At first, I wished to explore for my Arts Council England funded project Sight Lines how I observe to maximise what I see, to map my spatial navigations, and be seen without fear of intimidation. I thought it feasible to learn the skills of a street photographer, learning ‘to shoot from the hip’ so that I can photograph with confidence in public. Except I was kidding myself! How am I to anticipate that which I cannot see, in what often feels like a fairground carousel of fragmented images, distortion, harsh light, patches of nothingness?

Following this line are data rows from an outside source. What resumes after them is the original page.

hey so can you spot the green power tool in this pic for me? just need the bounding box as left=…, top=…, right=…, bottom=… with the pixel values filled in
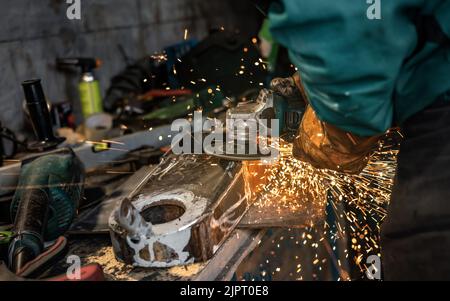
left=8, top=148, right=85, bottom=273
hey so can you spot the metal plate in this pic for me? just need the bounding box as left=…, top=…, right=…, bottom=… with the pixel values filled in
left=109, top=153, right=251, bottom=267
left=203, top=143, right=277, bottom=161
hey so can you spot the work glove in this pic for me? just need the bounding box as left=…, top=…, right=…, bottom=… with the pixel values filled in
left=294, top=105, right=380, bottom=174
left=271, top=73, right=380, bottom=174
left=270, top=72, right=308, bottom=105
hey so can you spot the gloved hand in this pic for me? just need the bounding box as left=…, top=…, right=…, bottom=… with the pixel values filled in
left=294, top=105, right=380, bottom=174
left=270, top=72, right=308, bottom=105
left=271, top=73, right=380, bottom=174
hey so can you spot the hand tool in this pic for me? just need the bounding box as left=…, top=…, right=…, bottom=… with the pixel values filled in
left=8, top=148, right=85, bottom=273
left=204, top=88, right=305, bottom=161
left=0, top=260, right=105, bottom=281
left=14, top=236, right=68, bottom=278
left=22, top=79, right=65, bottom=151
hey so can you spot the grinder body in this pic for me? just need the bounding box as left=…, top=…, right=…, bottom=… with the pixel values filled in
left=8, top=148, right=85, bottom=273
left=205, top=89, right=305, bottom=161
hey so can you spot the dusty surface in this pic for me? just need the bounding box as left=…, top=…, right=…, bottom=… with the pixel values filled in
left=49, top=235, right=205, bottom=281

Once I had acknowledged my denial of thinking I could patch up the sight I have to photograph, searching outside myself for ways of navigating my surroundings seemed less interesting. Sight Lines begins with me moving away from the self-portraits of Seeing in Isolation for the Multistory commission (2019–21) where I was alone, to me placing myself in surroundings with others. This is an important development in my work that has collaborative advantage because of the techniques I am exploring to make audio visual content accessible to a diverse audience. The adaption of my material to share a story or adding myself in like shadow as my navigation feels defined by what I cannot see. It seems apposite to name this part of the Arts Council England funded project, made up of fifteen distinct pieces of work, Site Navigation Stories.
The material I used to put together Site Navigation Stories is a mix of photographs, downloaded newspaper articles, forum excerpts, a poem, eye examination tests, and audio recordings. Each of the fifteen Site Navigation Stories is influenced by its own content. In putting these together, the personal stories I wish to convey determined the layout, composition, typography, and my approach to audio describing. This was done while bearing in mind accessibility for a diverse audience.
Conversations have inspired the change in my creative practice. Bruce Hall, the registered blind photographer whose photographs of his sons with profound autism are remarkable, identified with my need to scoop up everything I see. He said photography is crucial in his seeing “after the fact, not in the moment”. Mel Telford, a retired police officer, urged me not to go for walks on my own around Cambridge. From our walk and talks I learnt another side of Cambridge that most residents and tourists are oblivious of and is best summed up in Mel’s phrase: “When people ask me where I live, I tell them on the edge of cowboy country”. Wojciech Wolocznik, thanks to Arts Council England, supported me with putting together Sight Lines. When I enquired what interested him about my attempt to map my surroundings, he said that he could identify with a similar sense of vulnerability, to the point of feeling threatened, when being in a place where “I don’t feel like I fit in”. Douglas McCulloh, the curator of the exhibition Sight Unseen: International Photography by Blind Artists said laconically, “You tell a good story”.
May these be interesting stories put together from the edge of my limited sight and shot with imagination.
© Karren Visser. Sight Lines, funded by Arts Council England, 2021 – 22.